An example of something the Consumers’ Association came across: the meat mixes from Lidl and Aldi consist of up to three quarters of salt. The spice mixes from manufacturer Verstegen also contain a lot of salt: the mix for chicken traditionally contains no less than 69 percent salt and the mix for stew contains 31 percent salt. Maggi’s spice mixes also contain a lot of salt. Where you expect that a bag of spice blend nutmeg mainly contains nutmeg, it turns out to consist of 60 percent salt and only 6 percent of the spice. The name is not misleading, according to Maggi’s response, because ‘the word melange makes it clear that it is not a pure nutmeg, but a melange of flavors’.

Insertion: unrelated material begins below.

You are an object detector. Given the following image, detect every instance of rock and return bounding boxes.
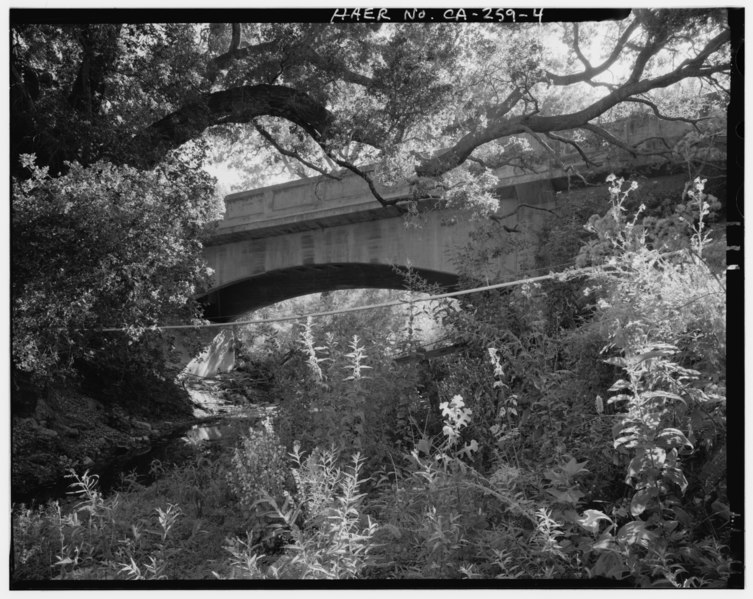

“Consumers have come to appreciate salt because it is added to everything,” said spokesman Babs van der Staak of the Consumers’ Association. “The only way to turn the tide and get people used to a less salty taste is to stop with products that contain a disproportionate amount of salt.” Verstegen thinks that people do indeed get used to the fact that salt and cutting back cannot be done too quickly. ‘Then there is a chance that the consumer will add extra salt after all.’
Spice mixes often contain flour, sugars and onion
According to the Consumers’ Association, with various mixes for minced herbs, you mainly pay for breadcrumbs, while manufacturers do not always clearly state this. “We think these are marketing tricks,” says Van der Staak. ,,As far as we’re concerned, there should at least be communication about the main ingredient on the front of these types of mixes. Manufacturers are apparently aware that they don’t convince consumers to buy the product with these kinds of ingredients, but then they shouldn’t use it either.”
Jumbo’s Herb mix for minced meat butcher recipe contains no less than 79 percent breadcrumbs and Maggi’s beef steak stew mix contains 62 percent flour. When asked why breadcrumbs are not on the front of the product, there is no response from Verstegen and Silvo.
It turns out that Maggi’s herb mix contains no herbs and spices at all, Jumbo’s mix contains only 0.04 percent lovage. Sugars are also a cheap filler. Calvé’s salad mixes mainly contain sugars and a maximum of 12 percent herbs. Manufacturer Silvo also adds a lot of sugar to the stew mixes. Silvo says he adds corn syrup to the recipe mixes “to balance the flavor of the potato-based dishes.”
Scissoring onions under herbs not in violation of the Commodities Act
Onion is also a popular, cheap filling. Jumbo’s spice mix for potato contains 47 percent of this vegetable and consists of only 1 percent herbs (majoraan) and 11 percent spices. Verstegen’s mix for salmon consists of 59 percent onion and only 5 percent dill and a little thyme. The latter mix is converted to 60 euros per kilo. Quite a lot, when you consider that a kilo of onion costs a fraction of that.
Manufacturer Silvo counts onion among the spices and herbs in its spice mixes. According to the NVWA, this is not in conflict with the Commodities Act, because the vague definition of herbs and spices leaves room for labeling vegetables as a spice. “Some manufacturers interpret this definition less broadly than other manufacturers,” explains Van der Staak. “Sometimes onion is not counted as a spice. That makes it unnecessarily confusing for the consumer.”
The pure spice mixture Napoli from Verstegen gives rise to the suggestion that the mix consists of a mixture of spices. But the mix is filled with tomato for the most part and contains only 12 percent spice. ‘In this case, the word pure refers to the use of pure ingredients and says nothing about the composition of the mix,’ says Verstegen.